With inferential statistics, you take data from samples and make generalizations about a population. If you don't know about sample and population, make sure to revisit these topics in the introduction lesson.
Inferential statistics depend on two factors. Estimating parameters and Hypothesis tests.
Let’s say you have some sample data about a potential new cancer drug. You could use descriptive statistics to describe your sample, including:
With inferential statistics you take that sample data from a small number of people and try to determine if the data can predict whether the drug will work for everyone (i.e. the population). There are various ways you can do this, from calculating a z-score (z-scores are a way to show where your data would lie in a normal distribution to post-hoc (advanced) testing.
You have read two new terms in previous section; Z score and standard deviation and how these are used in inferential statistics. Now, let's look at each one of them in detail.
Standard deviation is a measure of dispersement in statistics. “Dispersement” tells you how much your data is spread out. Specifically, it shows you how much your data is spread out around the mean or average.
For example, are all your student scores in the class close to the average? Or are lots of scores way above (or way below) the average score?
The bell curve (what statisticians call a “normal distribution“) is commonly seen in statistics as a tool to understand standard deviation. Below is an example showing standard deviation on a graph.
The above graph of a normal distribution represents a great deal of data in real life. The mean, or average, is represented by the Greek letter μ, in the center. Each segment (colored in dark blue to light blue) represents one standard deviation away from the mean. For example, 2σ means two standard deviations from the mean.
Z-score (also called a standard score) gives you an idea of how far from the mean a data point is.
A z-score can be placed on a normal distribution curve. Z-scores range from -3 standard deviations (which would fall to the far left of the normal distribution curve) up to +3 standard deviations (which would fall to the far right of the normal distribution curve). If a z-score is equal to 0, it is on the mean.
In order to use a z-score, you need to know the mean μ and also the population standard deviation σ.
Null Hypothesis: A general statement that there is no relationship between two measured phenomena or no association among groups.
Alternative Hypothesis: Be contrary to the null hypothesis.
In statistical hypothesis testing, a type I error (false positive represented by α) is the rejection of a true null hypothesis, while a type II error (false negative represented by β) is the non-rejection of a false null hypothesis.

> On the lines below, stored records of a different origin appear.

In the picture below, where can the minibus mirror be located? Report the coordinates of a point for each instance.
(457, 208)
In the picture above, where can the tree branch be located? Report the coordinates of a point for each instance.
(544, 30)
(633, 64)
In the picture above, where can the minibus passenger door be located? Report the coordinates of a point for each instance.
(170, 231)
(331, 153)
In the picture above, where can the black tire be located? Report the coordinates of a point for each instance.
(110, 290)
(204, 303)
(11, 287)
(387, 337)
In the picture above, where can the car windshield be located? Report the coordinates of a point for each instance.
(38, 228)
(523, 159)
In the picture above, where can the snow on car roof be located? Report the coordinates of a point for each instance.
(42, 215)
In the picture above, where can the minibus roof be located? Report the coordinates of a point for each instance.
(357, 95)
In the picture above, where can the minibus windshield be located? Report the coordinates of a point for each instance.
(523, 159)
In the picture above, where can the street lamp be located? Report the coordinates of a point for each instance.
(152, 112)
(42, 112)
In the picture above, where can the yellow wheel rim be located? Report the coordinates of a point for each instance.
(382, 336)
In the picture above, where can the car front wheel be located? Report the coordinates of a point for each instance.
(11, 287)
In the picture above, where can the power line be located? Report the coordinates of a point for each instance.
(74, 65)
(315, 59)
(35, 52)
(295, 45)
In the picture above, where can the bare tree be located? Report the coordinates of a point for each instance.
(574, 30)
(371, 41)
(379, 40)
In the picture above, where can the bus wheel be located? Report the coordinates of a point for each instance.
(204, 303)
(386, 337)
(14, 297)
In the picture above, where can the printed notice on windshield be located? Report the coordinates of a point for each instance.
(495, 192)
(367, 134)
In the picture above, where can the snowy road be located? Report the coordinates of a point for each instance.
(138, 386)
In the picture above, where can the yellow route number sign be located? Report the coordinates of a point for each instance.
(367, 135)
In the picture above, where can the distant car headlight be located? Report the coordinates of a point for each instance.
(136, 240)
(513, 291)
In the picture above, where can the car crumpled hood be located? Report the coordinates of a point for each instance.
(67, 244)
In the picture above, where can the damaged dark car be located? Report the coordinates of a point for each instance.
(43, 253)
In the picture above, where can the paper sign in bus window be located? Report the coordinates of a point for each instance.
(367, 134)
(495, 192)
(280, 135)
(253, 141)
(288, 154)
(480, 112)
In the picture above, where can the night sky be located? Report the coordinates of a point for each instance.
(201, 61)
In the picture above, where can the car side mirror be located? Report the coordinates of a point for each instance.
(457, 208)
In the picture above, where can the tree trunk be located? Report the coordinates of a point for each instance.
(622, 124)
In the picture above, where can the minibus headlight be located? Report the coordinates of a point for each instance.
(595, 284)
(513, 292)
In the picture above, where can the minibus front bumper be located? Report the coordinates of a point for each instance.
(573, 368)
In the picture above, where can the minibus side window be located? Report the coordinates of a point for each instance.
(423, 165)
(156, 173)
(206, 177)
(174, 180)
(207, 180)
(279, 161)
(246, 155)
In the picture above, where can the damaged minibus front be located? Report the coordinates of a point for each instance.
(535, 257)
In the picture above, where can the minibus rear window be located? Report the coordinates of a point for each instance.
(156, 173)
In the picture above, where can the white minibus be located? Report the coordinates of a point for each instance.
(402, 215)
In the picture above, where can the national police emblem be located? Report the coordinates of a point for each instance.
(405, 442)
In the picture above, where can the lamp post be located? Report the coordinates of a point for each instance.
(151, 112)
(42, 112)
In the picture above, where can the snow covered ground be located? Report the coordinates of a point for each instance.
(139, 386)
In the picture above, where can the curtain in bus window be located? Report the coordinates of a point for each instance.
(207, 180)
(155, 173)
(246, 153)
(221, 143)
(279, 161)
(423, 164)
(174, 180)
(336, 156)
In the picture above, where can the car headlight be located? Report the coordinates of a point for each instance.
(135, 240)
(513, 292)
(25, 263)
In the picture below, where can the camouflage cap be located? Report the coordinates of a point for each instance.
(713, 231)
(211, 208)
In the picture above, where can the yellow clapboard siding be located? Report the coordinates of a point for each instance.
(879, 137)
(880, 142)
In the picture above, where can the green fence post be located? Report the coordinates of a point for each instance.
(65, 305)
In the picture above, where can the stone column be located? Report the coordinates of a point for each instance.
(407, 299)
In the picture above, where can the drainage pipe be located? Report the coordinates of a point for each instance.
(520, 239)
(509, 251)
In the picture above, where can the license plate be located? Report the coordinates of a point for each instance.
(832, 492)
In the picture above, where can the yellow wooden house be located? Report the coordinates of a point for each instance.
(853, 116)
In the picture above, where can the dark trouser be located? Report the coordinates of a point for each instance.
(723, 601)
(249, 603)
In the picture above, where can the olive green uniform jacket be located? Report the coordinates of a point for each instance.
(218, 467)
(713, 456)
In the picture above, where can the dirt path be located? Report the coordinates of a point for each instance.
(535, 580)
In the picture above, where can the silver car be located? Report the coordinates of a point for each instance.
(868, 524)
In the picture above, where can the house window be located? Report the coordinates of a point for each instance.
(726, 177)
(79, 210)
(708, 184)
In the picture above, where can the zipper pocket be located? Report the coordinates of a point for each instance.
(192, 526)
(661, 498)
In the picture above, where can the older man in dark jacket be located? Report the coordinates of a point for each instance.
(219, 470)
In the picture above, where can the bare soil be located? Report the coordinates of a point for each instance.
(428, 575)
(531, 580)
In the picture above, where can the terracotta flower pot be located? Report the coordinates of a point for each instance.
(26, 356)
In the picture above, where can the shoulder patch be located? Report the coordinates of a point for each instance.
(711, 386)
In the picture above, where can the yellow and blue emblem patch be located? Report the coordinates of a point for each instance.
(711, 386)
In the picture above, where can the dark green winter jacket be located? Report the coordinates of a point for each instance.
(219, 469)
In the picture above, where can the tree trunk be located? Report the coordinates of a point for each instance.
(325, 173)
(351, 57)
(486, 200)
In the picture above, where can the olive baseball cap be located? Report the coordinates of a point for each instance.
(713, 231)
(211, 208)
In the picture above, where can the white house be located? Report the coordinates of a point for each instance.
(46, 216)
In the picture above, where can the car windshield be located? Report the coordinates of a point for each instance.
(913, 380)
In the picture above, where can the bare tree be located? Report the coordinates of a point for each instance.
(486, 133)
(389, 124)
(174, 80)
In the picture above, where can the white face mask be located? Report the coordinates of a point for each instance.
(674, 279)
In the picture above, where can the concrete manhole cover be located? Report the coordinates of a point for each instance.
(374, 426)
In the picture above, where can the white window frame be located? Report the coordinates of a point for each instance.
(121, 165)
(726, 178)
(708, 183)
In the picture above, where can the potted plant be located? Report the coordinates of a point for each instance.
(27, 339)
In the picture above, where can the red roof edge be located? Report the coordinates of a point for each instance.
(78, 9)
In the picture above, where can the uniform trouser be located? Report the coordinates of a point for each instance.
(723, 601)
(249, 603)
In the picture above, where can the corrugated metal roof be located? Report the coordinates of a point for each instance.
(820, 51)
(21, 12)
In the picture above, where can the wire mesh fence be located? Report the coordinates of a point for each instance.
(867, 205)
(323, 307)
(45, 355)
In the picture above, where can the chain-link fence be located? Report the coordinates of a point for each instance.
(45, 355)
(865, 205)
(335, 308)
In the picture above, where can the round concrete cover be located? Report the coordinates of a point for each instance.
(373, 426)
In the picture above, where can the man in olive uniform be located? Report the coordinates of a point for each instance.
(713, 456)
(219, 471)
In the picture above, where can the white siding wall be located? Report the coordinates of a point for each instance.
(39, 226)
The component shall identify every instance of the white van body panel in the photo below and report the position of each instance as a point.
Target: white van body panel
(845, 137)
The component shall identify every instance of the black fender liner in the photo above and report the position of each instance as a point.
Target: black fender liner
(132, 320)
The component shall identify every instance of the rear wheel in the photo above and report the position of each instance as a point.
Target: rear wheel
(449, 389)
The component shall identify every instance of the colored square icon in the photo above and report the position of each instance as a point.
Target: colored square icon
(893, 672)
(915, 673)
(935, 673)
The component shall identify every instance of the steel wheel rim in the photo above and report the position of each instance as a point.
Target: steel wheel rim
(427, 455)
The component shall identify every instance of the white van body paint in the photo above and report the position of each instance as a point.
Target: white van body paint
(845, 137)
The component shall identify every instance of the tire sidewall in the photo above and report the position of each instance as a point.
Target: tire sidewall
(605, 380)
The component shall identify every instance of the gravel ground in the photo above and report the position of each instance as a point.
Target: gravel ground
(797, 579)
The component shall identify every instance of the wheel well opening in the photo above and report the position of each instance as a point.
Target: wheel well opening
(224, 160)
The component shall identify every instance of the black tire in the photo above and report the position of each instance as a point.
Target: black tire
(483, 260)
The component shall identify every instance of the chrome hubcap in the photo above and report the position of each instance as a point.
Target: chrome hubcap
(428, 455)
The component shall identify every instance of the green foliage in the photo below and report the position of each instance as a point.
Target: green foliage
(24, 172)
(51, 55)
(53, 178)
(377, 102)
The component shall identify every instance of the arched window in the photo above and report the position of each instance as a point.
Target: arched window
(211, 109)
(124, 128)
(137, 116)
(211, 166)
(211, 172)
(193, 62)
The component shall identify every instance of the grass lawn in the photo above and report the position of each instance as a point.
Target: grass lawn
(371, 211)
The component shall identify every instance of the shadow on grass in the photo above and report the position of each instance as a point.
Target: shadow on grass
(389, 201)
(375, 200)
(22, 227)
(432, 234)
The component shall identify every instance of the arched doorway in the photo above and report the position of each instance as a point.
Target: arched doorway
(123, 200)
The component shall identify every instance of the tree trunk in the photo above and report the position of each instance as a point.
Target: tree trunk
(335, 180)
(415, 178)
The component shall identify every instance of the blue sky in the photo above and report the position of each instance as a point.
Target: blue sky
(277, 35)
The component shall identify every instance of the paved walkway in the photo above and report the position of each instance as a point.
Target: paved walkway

P-value: The probability of the test statistic being at least as extreme as the one observed given that the null hypothesis is true. When p-value > α, we fail to reject the null hypothesis, while p-value ≤ α, we reject the null hypothesis, and we can conclude that we have a significant result.
Critical Value: A point on the scale of the test statistic beyond which we reject the null hypothesis and is derived from the level of significance α of the test. It depends upon a test statistic, which is specific to the type of test, and the significance level, α, which defines the sensitivity of the test.
Significance Level and Rejection Region: The rejection region is actually dependent on the significance level. The significance level is denoted by α and is the probability of rejecting the null hypothesis if it is true.
Z-Test
A Z-test is any statistical test for which the distribution of the test statistic under the null hypothesis can be approximated by a normal distribution and tests the mean of a distribution in which we already know the population variance.
T-Test
A T-test is the statistical test if the population variance is unknown, and the sample size is not large (n < 30).
Paired sample means that we collect data twice from the same group, person, item, or thing.
Independent sample implies that the two samples must have come from two completely different populations.
ANOVA (Analysis of Variance)
ANOVA is the way to find out if experimental results are significant. One-way ANOVA compares two means from two independent groups using only one independent variable. Two-way ANOVA is the extension of one-way ANOVA using two independent variables to calculate the main effect and interaction effect.
Chi-Square Test
Chi-Square Test checks whether or not a model follows approximately normality when we have s discrete set of data points. Goodness of Fit Test determines if a sample matches the population fit one categorical variable to a distribution. Chi-Square Test for Independence compares two sets of data to see if there is a relationship.